It’s been a crazy kind of week. The boys (ages 5 and 4) and I have been trapped in the house for the last 5 days. Between the bitter cold and snow and my husband needing our truck, there hasn’t been a trip out. No going to the library, or grocery store, or even sending the boys out to play in the snow.

The house now feels like it is about 20 square feet.

We have all reached our breaking point.

I’m on edge and my nerves are shot. The boys are loud and appear to fight over EVERY SINGLE THING! And I ran out of coffee creamer yesterday morning.

And through the whole crazy, loud, obnoxious day we’ve had today, the same thing has repeated through my head.

Be still and know that I am God.

It’s like a chorus running through my head. The boys are chasing each other (and the dog) through the house screaming (and barking). I close my eyes, take a breath, and hear:

Be still and know that I am God.

No one likes their lunch (except the dog) and they want [insert any random food we don’t have here].

Be still and know that I am God.

I take a break to read a blog post from a blogger I just found (mustbethistalltoride.com) and its called “Be still and know that I am God.”

Okay, okay. I get it. A couple posts back I talked about God speaking to us and how it takes two or three or more times for me to get it, and today was proof that those words were true.

Be still and know that I am God.

I get it. I know that I’m not in control of what’s happening, but I am in control of how I respond. And how I respond directly reflects how the boys will respond. I need to take a breath. I need to be still and know that God is in control and knows exactly what is and what will happen.

And it took all day, but I finally got the message. And when I did, the situation changed. Don’t get me wrong. The boys are still chasing each other and hollering. But I’m different.

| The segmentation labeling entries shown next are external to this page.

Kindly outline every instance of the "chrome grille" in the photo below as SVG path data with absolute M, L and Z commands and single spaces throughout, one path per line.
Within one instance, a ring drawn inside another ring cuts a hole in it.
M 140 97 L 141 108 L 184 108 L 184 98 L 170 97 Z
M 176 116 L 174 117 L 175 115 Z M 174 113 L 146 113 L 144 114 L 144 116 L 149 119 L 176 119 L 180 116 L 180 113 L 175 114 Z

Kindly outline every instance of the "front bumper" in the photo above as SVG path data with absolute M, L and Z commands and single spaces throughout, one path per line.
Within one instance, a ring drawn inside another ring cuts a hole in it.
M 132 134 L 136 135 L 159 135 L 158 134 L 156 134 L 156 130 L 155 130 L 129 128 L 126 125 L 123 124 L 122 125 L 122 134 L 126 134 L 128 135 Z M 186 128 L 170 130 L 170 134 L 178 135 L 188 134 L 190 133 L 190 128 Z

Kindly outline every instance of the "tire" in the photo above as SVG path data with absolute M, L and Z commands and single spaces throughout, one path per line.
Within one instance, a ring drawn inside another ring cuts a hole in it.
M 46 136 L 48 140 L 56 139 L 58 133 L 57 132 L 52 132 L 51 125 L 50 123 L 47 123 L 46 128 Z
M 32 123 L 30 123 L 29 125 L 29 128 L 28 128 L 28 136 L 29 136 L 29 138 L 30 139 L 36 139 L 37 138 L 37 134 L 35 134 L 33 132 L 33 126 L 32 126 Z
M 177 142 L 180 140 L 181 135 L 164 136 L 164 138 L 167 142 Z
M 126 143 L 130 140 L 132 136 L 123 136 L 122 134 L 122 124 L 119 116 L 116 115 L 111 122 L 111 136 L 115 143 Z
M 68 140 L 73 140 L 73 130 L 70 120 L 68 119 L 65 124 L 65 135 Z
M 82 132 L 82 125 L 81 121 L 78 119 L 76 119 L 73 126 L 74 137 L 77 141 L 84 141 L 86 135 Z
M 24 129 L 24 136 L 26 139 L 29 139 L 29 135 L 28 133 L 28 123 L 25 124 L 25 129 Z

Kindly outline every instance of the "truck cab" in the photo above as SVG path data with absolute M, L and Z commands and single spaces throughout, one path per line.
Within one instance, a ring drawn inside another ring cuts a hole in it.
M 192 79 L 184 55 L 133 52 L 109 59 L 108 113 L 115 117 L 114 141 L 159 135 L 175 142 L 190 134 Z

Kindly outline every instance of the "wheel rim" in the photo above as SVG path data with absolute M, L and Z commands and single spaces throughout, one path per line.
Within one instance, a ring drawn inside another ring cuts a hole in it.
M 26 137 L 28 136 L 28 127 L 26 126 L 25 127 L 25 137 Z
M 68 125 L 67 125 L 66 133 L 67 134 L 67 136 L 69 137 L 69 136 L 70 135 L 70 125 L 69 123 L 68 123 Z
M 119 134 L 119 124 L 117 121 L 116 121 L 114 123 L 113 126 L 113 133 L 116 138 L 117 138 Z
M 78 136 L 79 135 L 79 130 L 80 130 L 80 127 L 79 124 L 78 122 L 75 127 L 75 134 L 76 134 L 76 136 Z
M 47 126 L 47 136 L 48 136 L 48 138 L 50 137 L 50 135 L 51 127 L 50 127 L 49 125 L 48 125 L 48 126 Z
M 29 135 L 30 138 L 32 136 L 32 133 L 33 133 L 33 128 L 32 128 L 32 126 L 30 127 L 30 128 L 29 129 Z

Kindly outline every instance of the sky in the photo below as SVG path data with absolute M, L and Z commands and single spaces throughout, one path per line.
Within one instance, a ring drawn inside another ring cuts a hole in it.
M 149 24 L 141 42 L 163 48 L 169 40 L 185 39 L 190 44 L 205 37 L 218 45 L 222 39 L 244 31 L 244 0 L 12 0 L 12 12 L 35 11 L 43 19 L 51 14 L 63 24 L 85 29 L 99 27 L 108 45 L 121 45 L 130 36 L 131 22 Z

They are growing up so fast, and someday I’m going to look back on these days fondly. Yes, even the days where they made completely crazy. I’ll wonder where the time went and how they got so old so fast.

Im going to cherish the time when they are small enough to want hugs and kisses and cuddles and tickles.

Im going to remember when it’s just the three of us at home that we are not alone here.

And then I felt at peace. I felt calmer. I felt better. Because I took the time not only to hear God speaking to me but to really listen to what He was telling me.

I believe that God speaks to all of us. Sometimes we hear Him, but amazing things can happen when we take the time to listen to Him.

With all of our gadgets and noise and stuff, it’s hard to hear God sometimes. But it’s even harder to listen. And when we listen amazing things happen.

Be still and know that I am God.

I got the message. It just took all day for me to listen to it.